坐在客厅沙发上的牡丹闻声立马跑过来迎接:“爸,”打开鞋柜递了一双拖鞋过去,后拿着一双巴掌大的虎头小拖鞋俯首看向大仰着小脑袋盯着她瞧的男童,“羊……羊。”
见姑娘跟往常没两样,牡忠民放心了,蹲下身子指着牡丹问到大孙子:“羊羊,她是谁呀?”
“姑姑,”小家伙辨了好一会才认出来,戴着连指小手套的手往下一指,小脚一抬,亮出黑白相间的耐克鞋:“姑姑买。”
“可算没白疼,”牡丹左右摇摆,得意极了,将虎头小拖鞋放到地上,搂着小家伙隔着帽子亲了一大口:“真香。”
站在厨房外的江画看着杵在门口的老少三代,刚刚升起的郁闷顿时消散不见:“爸,您带着羊羊洗洗手,咱们准备吃早饭。”
“我来给羊羊洗小手,”不等牡忠民出声,牡丹就牵着自己换好拖鞋的小家伙走向主卧,牡忠民脱了羽绒服挂在门边的架子上,搓着手去了厨房:“我闻着味儿了,今天做了萝卜丝饼。

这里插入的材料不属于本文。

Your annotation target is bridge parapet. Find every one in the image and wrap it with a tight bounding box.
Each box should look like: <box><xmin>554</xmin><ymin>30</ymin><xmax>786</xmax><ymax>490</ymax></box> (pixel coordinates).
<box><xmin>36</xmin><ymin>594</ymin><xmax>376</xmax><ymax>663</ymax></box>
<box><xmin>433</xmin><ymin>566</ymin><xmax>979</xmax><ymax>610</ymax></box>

”
“就你鼻子灵,”蓝丽娟将最后一锅饼起锅,她气还没消呢,这会老头子回来,自然要跟他说道说道:“你说大凤、二凤是人吗?都快六十了……”
江画完全不插嘴公婆说事,十分乖巧地将早饭端进饭厅,布置碗筷,不过两耳却竖得高高的。
家翁牡忠民在安城那是有头有脸的人物,不到四十就做了安城重点中学——实验中学的校长。经十二年大刀阔斧地改革,其离任时,安城实验中学已成全国重点中学,后他又被调任到安城第一中学当校长,直至去年退休。
以前家里会让着两个姑姑,多多少少是为了全家翁的脸面,但家翁是个明白人,现在无官一身轻,怕是不会再由着她们了。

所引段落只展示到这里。